James received his MA in Philosophy of Religion at Talbot School of Theology in 2013. He holds a BA in Biblical Studies from Biola University, and is a graduate and perpetual member of the Torrey Honors Institute. James blogs on a number of subjects, including technology, theology, and hip-hop. He has written for Biola’s Center for Christianity, Culture, & the Arts, The Gospel Coalition, and he is an editor for Mere Orthodoxy. You can also keep up with him on Twitter (@jamesfarnold).

  • Don White

    This is the philosophy that leads governments to assist adults in suicide when life becomes inconvenient, as in the case of the 45-year-old Belgian twins just weeks ago. The deaf men began to lose their sight, so they decided death was the better option, and local authorities agreed – and assisted. (What would Helen Keller say to such a choice?)

    Gianna Jessen, a young woman who actually survived abortion in 1977, said it best: “If abortion is about women’s rights, then where were mine?”

    Don White (www.ouramericanfaith.com)

  • http://twitter.com/oxenhamuncensrd Oxenham

    Mr. Arnold,

    While I agree with most of the points your article (even if the logical diagram is a bit messy) I would like to provide a cautionary word.

    It is easy to make decisions and judgments from the armchair. It’s difficult to make them when we are actually in those places. To be in a place to consider an abortion one must be more terrified, more fearful, more afraid than they’ve ever been in their entire life. Let us not be quick to judge but slow to speak and quick to love.

  • jamesfarnold

    “Slow to speak and quick to love.”

    I hope I’ve done both of these in my actions, and even in my article here.

    It is absolutely easy to make armchair decisions. It’s easy to pass judgment on complex situations from the seat of an outside observer. As a male who has written on abortion in the past, I’m well aware of that.

    But love will happen in relationship, and is more difficult to have on blogs.
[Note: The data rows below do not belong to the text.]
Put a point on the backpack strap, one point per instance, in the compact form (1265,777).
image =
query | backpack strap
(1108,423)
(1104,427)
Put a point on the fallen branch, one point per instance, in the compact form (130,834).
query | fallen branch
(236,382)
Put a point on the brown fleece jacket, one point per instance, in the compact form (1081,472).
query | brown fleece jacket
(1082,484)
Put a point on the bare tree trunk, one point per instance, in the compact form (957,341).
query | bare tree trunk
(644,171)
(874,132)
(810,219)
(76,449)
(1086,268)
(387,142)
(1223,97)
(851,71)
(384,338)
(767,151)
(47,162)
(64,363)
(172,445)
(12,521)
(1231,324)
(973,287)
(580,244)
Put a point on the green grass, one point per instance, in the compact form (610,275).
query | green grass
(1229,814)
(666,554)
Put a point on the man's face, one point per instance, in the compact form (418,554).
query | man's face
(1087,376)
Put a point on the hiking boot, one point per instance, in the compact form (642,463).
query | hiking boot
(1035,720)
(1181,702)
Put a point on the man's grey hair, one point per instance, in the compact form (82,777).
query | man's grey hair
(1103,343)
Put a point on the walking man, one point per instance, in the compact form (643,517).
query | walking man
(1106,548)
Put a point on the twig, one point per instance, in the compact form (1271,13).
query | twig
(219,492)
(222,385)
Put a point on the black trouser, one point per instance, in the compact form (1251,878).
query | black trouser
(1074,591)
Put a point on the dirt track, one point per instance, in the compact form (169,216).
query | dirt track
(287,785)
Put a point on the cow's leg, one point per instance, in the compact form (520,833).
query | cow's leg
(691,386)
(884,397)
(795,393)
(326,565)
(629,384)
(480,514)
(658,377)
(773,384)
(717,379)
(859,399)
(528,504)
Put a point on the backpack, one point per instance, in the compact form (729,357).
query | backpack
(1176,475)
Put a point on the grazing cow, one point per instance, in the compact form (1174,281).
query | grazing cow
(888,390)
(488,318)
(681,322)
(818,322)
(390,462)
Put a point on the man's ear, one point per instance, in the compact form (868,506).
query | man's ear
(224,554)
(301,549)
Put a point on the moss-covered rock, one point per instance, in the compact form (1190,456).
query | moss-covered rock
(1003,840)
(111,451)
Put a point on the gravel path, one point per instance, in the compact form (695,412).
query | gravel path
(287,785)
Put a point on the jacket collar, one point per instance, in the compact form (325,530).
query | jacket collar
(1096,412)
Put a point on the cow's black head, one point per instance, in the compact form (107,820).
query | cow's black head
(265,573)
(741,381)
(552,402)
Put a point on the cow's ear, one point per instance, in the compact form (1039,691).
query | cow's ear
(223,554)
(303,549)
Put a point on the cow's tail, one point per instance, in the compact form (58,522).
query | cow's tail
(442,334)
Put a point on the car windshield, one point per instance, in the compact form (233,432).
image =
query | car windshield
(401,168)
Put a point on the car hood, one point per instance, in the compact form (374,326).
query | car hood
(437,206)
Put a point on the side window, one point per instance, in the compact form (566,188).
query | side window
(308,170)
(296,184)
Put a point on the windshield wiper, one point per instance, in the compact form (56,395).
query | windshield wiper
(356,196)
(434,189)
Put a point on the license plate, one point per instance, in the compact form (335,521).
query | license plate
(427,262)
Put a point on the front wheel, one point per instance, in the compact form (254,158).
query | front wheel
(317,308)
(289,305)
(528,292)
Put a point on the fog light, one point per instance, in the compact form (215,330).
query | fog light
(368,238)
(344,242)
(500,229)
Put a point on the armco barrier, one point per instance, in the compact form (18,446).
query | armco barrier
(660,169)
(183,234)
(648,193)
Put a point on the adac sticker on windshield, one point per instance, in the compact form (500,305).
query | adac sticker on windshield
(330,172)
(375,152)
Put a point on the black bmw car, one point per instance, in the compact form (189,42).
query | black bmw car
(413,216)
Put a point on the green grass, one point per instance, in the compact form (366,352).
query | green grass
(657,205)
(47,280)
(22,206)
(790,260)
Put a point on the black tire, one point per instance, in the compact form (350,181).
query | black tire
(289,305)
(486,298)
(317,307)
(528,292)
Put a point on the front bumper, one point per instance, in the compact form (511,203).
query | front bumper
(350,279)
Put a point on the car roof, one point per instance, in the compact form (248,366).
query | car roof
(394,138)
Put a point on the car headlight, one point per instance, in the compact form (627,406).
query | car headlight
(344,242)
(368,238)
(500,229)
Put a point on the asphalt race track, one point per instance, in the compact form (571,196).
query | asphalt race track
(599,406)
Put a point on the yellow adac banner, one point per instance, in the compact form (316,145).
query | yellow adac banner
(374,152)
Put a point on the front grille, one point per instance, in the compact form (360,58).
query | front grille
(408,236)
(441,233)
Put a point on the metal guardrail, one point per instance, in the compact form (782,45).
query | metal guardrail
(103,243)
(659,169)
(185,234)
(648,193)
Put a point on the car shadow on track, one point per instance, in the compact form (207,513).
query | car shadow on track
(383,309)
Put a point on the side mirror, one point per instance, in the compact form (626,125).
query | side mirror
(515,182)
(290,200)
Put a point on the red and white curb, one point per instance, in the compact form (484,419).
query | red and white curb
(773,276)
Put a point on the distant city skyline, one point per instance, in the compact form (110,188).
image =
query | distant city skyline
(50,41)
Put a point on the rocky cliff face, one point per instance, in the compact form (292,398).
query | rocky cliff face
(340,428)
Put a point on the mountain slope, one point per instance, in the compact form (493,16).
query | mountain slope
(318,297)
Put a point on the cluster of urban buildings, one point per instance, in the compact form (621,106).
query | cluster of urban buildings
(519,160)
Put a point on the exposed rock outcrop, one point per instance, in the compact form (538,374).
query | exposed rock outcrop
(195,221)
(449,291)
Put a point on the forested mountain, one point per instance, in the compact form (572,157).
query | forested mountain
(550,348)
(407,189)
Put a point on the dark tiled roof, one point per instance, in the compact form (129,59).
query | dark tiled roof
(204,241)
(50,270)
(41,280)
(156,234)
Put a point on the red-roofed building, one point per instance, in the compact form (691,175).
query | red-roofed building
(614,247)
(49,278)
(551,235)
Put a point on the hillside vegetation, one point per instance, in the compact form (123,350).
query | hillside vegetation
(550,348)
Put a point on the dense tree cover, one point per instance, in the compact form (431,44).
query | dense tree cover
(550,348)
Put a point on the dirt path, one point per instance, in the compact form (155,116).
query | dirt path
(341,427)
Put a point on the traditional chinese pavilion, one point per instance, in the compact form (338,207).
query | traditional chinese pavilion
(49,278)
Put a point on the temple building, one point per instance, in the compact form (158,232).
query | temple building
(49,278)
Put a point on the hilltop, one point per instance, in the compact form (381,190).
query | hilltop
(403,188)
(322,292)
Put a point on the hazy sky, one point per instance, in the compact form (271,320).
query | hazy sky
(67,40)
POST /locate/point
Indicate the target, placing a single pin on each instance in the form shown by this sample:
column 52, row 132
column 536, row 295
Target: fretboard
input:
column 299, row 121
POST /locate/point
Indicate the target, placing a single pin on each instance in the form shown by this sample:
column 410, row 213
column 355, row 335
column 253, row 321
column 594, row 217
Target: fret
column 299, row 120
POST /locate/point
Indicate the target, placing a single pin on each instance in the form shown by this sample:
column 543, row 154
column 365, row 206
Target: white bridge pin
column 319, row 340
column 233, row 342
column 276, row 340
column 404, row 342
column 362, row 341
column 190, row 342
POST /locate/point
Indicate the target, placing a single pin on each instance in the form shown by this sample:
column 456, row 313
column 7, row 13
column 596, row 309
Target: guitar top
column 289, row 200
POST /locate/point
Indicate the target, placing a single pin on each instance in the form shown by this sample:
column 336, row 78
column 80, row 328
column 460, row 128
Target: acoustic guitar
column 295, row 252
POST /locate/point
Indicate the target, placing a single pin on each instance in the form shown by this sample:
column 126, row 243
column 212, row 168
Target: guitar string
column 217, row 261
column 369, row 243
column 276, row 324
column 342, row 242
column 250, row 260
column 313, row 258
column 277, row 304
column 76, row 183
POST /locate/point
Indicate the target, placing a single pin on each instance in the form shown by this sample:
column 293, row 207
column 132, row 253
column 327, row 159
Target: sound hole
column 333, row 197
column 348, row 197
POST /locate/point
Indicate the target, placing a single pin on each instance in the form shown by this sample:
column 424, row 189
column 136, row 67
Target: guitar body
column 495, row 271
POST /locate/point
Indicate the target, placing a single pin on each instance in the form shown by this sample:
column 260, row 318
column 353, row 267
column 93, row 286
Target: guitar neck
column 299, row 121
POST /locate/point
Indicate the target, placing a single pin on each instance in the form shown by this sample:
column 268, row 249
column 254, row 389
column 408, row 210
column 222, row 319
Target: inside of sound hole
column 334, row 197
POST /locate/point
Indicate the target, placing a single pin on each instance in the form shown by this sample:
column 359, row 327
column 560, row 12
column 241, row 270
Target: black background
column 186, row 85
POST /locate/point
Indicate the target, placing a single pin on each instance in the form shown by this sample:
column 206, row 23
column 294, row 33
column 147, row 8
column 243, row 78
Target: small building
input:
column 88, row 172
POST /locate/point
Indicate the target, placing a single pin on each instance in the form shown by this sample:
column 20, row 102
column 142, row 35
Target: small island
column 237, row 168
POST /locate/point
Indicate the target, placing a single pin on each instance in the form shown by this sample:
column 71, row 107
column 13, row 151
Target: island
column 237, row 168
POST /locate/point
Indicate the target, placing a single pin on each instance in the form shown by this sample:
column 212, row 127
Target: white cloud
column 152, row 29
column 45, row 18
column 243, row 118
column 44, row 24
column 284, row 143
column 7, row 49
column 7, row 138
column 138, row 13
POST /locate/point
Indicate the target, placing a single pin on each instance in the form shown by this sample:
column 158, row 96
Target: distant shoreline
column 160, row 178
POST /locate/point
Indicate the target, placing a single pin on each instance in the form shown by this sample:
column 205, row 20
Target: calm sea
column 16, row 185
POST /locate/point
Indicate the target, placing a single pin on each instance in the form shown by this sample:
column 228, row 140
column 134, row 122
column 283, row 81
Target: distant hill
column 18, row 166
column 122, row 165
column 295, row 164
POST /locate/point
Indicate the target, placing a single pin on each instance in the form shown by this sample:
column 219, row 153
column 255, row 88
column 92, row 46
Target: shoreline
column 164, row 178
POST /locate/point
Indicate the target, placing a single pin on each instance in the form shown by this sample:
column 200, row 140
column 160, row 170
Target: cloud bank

If I have friends who have had abortions, or are considering one, I pray will simultaneously love them and stand for what I believe is right.

    We should love, but we should not step away from what seems to be clear truth.

  • Agamet

    Good thoughts Arnold. I like the nuanced view of “rights” with life as a basic right which both foetus and mother share equally.

  • Michael Donahue

    Mr. Oxenham,

    If we do not “make decisions and judgments from the armchair” we will end up making them in the heat of the moment. Far too many in the evangelical community have refused to address this issue in recent years for fear of being labeled “judgmental.” Would it be judgmental to call suicide murder, since “to be in a place to consider [suicide] one must be more terrified, more fearful, more afraid than they’ve ever been in their entire life”? The same goes for any type of homicide. Why not stand together against the abortion holocaust that has whipped out 1/3 of our generation, having compassion on the vulnerable girls who have been the victims, while also forcing an apathetic selfish society to face the issue? I think Mr. Arnold’s article does just that. The only “cautionary word” we should be offering should be directed toward complacent Christians who are more interested in saving face than saving lives.

  • Mike Toreno

    I totally agree. Women are just containers.

  • jamesfarnold

    The point of this post wasn’t to lower the status of women, but to raise the status of fetuses.